Türkiye 2011 yılında, 20 Kasım Çocuk hakları Günü’nü bu kara tablo ile karşılıyor. Bölgedeki 300.000 çocuğun yaşamı ciddi risk altında. Koordinasyondan uzak, dağınık, işlevsiz, mağduriyeti arttıran çalışmalar ve göstermelik önlemler ile deprem bölgesi dışındaki toplum kesimlerini ikna çabası bir yana bırakılıp durumun ciddiyetinin farkına varılmalıdır. Daha fazla gecikmeden çocukların yaşamını koruyacak etkin önlemler alınmalıdır.

Bu çerçevede:

- Her türlü iç ve dış olanaklar bir ön önce bu amaç doğrultusunda seferber edilmeli, bölge sivil toplumun, ulusal ve uluslararası yardım kurumlarının etkinliklerine açılmalıdır.  

- Yardım dağıtımları düzenli olarak ve çadırkentlerde olmasalar dahi tüm ihtiyaç sahiplerini kapsayacak şekilde yapılmalıdır. İhtiyaç sahibinin yardıma değil yardımın ihtiyaç sahibine ulaştığı bir sisteme geçilmeldiir.
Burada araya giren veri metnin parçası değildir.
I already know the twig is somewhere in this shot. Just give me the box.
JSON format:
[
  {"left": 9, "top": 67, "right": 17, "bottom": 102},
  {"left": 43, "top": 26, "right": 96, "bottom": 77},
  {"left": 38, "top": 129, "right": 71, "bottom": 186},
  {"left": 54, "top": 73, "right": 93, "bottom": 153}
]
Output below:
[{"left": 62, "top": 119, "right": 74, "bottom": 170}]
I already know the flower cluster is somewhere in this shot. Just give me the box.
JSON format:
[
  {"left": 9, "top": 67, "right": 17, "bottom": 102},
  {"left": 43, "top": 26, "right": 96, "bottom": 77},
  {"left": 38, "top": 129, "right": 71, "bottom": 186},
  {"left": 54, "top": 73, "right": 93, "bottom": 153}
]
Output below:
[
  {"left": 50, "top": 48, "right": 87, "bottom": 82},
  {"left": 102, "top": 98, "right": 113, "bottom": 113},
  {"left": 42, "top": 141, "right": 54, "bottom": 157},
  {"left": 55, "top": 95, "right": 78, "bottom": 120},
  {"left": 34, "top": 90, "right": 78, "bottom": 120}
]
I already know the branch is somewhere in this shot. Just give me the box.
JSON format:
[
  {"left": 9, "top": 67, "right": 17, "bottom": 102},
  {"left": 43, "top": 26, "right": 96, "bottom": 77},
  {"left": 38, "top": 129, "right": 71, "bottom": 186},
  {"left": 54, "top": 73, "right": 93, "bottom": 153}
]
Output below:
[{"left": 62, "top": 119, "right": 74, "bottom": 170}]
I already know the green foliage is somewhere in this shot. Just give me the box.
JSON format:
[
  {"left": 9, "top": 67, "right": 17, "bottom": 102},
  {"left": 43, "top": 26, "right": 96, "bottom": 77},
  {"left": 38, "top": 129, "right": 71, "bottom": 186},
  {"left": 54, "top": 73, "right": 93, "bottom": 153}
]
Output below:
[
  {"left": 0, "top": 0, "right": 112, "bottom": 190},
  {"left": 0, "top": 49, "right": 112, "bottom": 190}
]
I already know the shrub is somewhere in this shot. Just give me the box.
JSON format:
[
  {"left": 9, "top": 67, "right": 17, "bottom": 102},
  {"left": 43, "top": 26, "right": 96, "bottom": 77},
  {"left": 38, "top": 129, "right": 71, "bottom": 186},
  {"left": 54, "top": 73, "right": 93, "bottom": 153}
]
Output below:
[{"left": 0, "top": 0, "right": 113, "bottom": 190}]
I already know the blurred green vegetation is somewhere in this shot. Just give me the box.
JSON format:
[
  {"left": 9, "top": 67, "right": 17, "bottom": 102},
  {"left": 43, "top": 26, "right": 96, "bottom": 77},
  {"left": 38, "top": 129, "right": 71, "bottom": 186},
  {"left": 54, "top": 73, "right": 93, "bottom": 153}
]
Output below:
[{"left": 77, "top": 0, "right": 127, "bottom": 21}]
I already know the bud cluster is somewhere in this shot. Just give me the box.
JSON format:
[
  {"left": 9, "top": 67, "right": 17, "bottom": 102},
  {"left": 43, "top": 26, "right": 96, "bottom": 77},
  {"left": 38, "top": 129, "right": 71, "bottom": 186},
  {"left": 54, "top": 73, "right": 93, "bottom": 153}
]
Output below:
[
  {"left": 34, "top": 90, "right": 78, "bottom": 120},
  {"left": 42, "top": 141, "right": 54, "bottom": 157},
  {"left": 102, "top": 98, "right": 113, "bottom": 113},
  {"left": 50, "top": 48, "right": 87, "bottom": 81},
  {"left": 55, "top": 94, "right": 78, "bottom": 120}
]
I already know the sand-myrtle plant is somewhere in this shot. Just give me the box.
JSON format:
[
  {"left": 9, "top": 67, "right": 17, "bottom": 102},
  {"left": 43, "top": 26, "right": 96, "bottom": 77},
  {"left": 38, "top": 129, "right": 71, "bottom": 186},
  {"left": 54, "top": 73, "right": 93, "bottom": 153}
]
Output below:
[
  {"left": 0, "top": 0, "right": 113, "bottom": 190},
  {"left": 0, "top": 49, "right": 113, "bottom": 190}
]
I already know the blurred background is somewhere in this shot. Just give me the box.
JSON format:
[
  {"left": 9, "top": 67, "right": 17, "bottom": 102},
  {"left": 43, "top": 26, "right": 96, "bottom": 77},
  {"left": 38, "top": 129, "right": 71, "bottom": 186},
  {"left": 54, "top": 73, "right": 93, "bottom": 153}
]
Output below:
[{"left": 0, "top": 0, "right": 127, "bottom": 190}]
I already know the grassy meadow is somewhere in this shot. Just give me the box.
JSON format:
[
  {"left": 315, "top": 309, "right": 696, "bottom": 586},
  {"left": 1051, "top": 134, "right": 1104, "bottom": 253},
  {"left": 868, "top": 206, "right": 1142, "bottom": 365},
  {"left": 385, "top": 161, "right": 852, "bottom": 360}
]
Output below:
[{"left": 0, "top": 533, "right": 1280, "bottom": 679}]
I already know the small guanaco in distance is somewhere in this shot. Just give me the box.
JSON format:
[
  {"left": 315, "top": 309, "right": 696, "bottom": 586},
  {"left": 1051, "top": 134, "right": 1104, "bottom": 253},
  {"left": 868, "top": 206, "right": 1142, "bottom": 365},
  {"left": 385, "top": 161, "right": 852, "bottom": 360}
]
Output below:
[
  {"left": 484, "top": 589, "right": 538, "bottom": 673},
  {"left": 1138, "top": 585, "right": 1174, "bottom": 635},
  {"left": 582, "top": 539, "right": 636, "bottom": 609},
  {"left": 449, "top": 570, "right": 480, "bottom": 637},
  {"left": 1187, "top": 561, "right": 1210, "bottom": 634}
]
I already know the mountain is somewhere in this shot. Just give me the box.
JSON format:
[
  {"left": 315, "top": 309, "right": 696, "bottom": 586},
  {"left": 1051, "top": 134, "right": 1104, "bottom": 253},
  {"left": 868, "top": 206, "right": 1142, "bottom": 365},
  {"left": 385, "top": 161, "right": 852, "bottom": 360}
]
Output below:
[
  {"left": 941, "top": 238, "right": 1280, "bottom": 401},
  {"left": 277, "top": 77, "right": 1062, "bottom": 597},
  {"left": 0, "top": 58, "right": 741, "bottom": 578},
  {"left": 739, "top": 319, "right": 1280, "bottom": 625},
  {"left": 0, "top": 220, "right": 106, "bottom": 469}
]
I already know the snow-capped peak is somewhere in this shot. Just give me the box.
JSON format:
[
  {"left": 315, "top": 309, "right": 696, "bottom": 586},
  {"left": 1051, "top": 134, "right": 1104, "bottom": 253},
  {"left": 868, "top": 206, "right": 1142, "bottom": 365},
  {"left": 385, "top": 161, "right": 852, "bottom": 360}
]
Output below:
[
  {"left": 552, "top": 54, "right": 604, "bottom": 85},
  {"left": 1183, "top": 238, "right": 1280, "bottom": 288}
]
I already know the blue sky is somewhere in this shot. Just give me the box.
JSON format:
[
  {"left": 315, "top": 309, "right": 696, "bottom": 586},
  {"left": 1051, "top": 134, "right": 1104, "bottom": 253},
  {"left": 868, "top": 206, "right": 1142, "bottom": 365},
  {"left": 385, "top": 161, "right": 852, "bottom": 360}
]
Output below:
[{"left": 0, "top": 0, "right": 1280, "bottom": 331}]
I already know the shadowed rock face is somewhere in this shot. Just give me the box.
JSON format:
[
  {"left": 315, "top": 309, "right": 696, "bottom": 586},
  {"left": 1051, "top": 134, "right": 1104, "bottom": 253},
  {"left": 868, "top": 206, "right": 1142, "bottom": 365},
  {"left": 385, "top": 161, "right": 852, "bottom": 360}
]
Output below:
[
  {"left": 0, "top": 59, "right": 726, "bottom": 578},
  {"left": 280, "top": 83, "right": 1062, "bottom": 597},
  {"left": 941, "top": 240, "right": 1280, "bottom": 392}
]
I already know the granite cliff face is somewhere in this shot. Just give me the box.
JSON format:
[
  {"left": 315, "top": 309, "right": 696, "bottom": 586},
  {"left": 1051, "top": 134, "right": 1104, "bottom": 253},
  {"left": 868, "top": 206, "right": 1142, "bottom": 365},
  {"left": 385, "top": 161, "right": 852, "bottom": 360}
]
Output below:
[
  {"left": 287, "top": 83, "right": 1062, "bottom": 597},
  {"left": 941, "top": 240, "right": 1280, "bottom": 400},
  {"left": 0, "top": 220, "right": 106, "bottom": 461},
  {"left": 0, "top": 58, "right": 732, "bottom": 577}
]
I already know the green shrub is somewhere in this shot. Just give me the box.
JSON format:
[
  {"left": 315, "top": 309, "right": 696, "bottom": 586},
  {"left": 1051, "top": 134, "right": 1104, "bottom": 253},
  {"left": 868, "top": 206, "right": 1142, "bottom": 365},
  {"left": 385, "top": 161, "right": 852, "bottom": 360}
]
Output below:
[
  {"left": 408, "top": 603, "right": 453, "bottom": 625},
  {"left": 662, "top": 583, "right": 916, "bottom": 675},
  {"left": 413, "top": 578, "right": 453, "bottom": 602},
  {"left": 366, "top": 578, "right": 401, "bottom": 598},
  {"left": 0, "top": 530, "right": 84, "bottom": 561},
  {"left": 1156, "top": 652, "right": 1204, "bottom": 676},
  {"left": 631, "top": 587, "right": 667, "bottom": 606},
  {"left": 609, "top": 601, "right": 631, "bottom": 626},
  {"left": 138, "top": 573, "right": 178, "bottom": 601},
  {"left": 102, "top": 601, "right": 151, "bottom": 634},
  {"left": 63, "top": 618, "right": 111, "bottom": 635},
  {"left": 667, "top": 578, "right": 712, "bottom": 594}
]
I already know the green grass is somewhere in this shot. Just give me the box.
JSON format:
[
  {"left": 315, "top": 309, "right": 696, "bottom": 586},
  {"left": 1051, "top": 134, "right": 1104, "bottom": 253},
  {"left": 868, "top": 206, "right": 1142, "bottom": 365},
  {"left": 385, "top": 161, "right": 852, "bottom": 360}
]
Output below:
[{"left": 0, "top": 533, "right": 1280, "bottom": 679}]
- Devlet bölge halkına tam olarak ulaşamamaktadır. Bölgede sosyal hizmet altyapısı yoktur. Çocukların durumunun tespiti ve yerinde destek verilebilmesi için sosyal hizmet altyapısı hızla kurulmalıdır. Bu hizmetin sağlanması için ulusal ve uluslararası sivil toplumdan gelen destek talepleri hızla değerlendirilmeli ve sonuçlandırılmalıdır.

- Sivil toplum örgütleri için işletilen “akreditasyon” sistemi bölgede çalışma konusunda izin almayı haftalara yayan bir bürokrasiye dönüşmüştür. Akreditasyon ile ilgili kalıcı muattap belirlenmeli ve süreç tüm sivil toplum kuruluşları için açık, adil ve hızlı bir şekilde işletilmelidir.

- Kızılay çadırları yerine biran önce kış koşullarına uygun konteynerler, pünomatik ve/veya prefabrik yapılar kurulmalıdır. Bu yapıların sayıları sembolik olmaktan çıkarılmalıdır.

- Çadırkentte yaşamak yardım almanın şartı olmaktan çıkarılmalıdır. Evlerinin bahçelerinde ya da civarında barınmak zorunda olan ailelere de koşulsuz, yerinde, geçici barınak, gıda ve sağlık desteği verilmelidir.

1995’ten bu yana BM Çocuk Haklarına Dair Sözleşme’nin tarafı olan Türkiye sözleşmenin 6. Maddesinde belirtildiği üzere öncelikle çocukların yaşam hakkını korumakla yükümlüdür.

Bu yükümlülüğün ve bölgedeki durumun gereği tüm kamuoyunu, ulusal ve uluslararası tüm kurum ve kuruluşları İVEDİLİKLE, bölgedeki çocukların yaşamını korumak için harekete geçmeye çağırıyoruz.